Sunday, December 19, 2010

The Arm Wrestlers

A few months ago my friend Miles was in Charleston for a few days with his friend Keefe and they wanted to shoot something. Originally I wrote a 10 page script about a prostitute but working out a multi-scene shoot on the fly just didn't happen. So we decided on doing a single scene. So I popped out a 4 pager about two guys in an arm wrestling match. This was an interesting shoot because the actors didn't have time to read the script before we started shooting. So we more or less wrote the script as we rehearsed the scene right before we shot it.

There were two things that stood out with this shoot. First, I decided on a whim to shoot it outside on my landlord/pal Zsolt's 2nd story patio. We already had the lights set up inside his living room, but it was really hot since it was summer and Zsolt is European so he doesn't believe in the inefficiency of AC. Plus one side of our vantage point outside was pure black as it was nighttime and the Zsolt's patio is on the second story.

The other thing that stood out was the process of shooting. We wanted to start shooting early. However it took hours to hash out a bare bones scene that the actors could make it through. And it still wasn't pretty. By the time we finally started shooting moral and expectations were pretty low. We did two takes of the master and it was horrible. At least that's how I felt at the time.

I once read about directing techniques in regards to working with actors. In this literature there was a suggestion to be conscious of which actor you choose to cover first. Actor A might be up and running at full force, and Actor B might need to warm up a bit in order to crank out their best stuff. So shooting closeups of Actor B first will yield a sub-par performance from him/her while spending all of Actor A's mojo while he/she isn't even being shot. And in this case, I began by covering Keefe first. Now, Keefe did an excellent job in this short, but he is a less experienced actor than Miles. More importantly, Miles and I have worked together a lot and this was my first time shooting with Keefe.

At the point when I switched from the master to covering Keefe, the scene just wasn't functioning right. If the actors weren't comfortable enough with the scene to start the shoot when we took the master, then why would they be when we moved to tighter shots? In hindsight it didn't matter (see below) but it's always regrettable to continue shooting something that isn't working. Fix it before moving on... but I was more focused on damage control at that point.

So we were doing tighter shots of Keefe, and it was just not working. He wasn't warmed up yet, and I, as the camera operator, wasn't warmed up either. A few more takes and there was a breaking point. Everything I had shot looked bad, the acting was bad, the pacing was bad, and everyone was aware of this. It became a joke to all of us. Of course going into it we should have known that even if it were a great script, putting something together on the fly always makes you vulnerable.

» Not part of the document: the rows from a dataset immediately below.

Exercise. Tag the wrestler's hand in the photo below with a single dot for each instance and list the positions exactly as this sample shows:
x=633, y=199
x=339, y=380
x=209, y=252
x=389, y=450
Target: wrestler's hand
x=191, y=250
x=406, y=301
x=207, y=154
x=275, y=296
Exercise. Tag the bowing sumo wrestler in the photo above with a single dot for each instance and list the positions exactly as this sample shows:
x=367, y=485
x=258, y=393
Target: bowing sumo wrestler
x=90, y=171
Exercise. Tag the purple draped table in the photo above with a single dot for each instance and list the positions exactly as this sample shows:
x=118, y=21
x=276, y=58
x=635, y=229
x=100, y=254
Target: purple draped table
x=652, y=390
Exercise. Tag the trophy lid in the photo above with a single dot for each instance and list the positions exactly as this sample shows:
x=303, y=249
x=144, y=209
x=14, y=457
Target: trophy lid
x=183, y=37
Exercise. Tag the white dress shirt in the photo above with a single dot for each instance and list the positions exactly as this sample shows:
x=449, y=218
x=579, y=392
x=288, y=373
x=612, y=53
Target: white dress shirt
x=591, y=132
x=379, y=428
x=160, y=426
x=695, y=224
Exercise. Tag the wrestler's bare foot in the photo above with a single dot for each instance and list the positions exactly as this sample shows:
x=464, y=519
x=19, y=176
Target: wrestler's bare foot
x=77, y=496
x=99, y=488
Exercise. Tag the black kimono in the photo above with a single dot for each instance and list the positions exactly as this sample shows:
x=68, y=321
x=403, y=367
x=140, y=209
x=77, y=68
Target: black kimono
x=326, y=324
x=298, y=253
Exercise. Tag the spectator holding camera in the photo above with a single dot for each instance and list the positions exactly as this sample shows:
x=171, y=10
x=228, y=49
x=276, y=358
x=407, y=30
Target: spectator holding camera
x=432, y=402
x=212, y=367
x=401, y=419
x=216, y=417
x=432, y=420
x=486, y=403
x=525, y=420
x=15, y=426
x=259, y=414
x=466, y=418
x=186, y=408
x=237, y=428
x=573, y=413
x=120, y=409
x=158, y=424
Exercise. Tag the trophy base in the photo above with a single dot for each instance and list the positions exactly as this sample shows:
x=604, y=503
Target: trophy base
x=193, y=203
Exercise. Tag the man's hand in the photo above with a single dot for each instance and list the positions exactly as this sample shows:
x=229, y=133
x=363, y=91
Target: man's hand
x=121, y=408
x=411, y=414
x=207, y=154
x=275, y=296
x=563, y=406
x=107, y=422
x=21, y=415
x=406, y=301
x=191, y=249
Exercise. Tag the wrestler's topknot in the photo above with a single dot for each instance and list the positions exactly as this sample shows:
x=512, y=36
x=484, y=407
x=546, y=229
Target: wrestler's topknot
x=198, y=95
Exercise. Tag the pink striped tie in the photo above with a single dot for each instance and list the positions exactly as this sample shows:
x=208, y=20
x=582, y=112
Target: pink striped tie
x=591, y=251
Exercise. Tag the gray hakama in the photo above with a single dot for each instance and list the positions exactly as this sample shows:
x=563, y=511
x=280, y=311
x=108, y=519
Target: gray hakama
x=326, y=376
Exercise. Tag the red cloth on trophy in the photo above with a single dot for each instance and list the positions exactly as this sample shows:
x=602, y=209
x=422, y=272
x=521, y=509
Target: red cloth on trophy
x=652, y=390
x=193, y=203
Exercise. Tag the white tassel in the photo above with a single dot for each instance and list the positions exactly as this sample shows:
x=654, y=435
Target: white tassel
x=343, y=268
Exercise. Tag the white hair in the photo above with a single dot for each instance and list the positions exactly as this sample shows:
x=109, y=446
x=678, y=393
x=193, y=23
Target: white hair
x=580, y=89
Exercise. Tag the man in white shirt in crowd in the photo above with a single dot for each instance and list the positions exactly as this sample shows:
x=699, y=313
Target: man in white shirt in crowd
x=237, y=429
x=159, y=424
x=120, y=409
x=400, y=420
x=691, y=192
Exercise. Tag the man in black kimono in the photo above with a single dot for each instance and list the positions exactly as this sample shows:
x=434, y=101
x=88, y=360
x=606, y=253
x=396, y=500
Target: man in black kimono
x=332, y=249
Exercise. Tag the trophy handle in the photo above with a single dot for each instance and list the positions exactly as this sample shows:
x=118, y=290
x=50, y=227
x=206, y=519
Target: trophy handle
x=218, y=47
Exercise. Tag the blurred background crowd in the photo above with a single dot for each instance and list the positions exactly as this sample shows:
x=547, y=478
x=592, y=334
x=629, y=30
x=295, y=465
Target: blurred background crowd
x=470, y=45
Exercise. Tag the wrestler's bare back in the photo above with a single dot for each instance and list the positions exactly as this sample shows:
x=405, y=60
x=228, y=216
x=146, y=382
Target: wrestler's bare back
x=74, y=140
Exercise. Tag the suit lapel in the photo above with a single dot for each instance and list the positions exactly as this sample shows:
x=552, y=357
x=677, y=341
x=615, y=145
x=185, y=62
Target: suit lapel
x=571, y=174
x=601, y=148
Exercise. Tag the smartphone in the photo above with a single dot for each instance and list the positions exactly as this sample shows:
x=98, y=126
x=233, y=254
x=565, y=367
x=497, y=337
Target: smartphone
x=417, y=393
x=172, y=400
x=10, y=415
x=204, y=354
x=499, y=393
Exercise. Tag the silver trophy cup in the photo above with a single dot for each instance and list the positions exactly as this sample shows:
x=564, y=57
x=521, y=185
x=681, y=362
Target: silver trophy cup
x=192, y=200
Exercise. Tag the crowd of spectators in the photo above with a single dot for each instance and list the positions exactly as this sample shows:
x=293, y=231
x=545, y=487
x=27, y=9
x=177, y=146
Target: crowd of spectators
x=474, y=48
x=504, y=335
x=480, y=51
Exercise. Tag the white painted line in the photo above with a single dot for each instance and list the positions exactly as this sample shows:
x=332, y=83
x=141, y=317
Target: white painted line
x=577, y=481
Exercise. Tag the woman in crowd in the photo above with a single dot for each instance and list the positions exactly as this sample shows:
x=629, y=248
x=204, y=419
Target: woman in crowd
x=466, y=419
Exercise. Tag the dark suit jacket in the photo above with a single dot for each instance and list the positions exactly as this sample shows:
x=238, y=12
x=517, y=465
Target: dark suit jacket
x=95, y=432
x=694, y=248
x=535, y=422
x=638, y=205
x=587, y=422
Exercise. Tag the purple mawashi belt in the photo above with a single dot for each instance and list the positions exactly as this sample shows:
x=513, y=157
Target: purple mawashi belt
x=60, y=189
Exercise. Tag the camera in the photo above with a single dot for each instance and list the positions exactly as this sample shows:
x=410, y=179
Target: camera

It was then that I more or less pulled the plug. If all we were doing was wasting time, then we needed to minimize the amount of it we were wasting. The goal changed to simply getting it done. All the while we were joking about how awful it was going to be. We more or less came to the conclusion that we'd be lucky to each come away with a few shots for our reels. We've all made terrible projects before. At a certain point, it's important to know when to just give up if something isn't going to turn out. We decided to get a few takes of Miles, call it quits and go to a bar.

Granted, this was first thing I'd shot since finishing Republic of Pete. At this point in the night, all I could think about was how pathetic it was to come off of a feature making something so amateurish, how I had failed to learn anything, etc. It was a really bad feeling: doubt of the worst degree. But when we switched to shooting Miles, something changed. As we were running through takes, I found a sweet spot on the lens. And Miles tried some things with the part. And voila, it suddenly went from a worst case scenario to something I could work with. But why?

The simple fact that we stopped caring is what allowed us to get it right. Without inhibitions, it stopped being a laborious pain in the ass, and started being fun and worthwhile.

What's really nice about shooting digital is that you can readily show people what you've shot. So right after I got a good angle, I showed it to the actors. And moral was boosted. So we finished up Miles and went back and grabbed more takes of a now warmed up and on point Keefe and finished it.

Granted, the sound is still awful. But I think all in all, the scene... well to just have any scene turn out is a success in this scenario... even with bad sound. Here is the end result:

Special thanks to Ryan Holderfield for hooking it up with a nasty lens, some lights, and some lighting skills. And of course thanks to Zsolt for letting us film in his house.

This post was written while taking a break from helping edit the Alvin Greene doc I helped out a couple of days on before the election. I'm in LA working on this until mid January, doing the LA thing (working a lot and drinking a lot of coffee). I still have a ton of pics that I'll eventually use for a few pic blogs about Alvin, but I'm still figuring out exactly what I think about him. And it's likely I'll be doing that for a long, long time.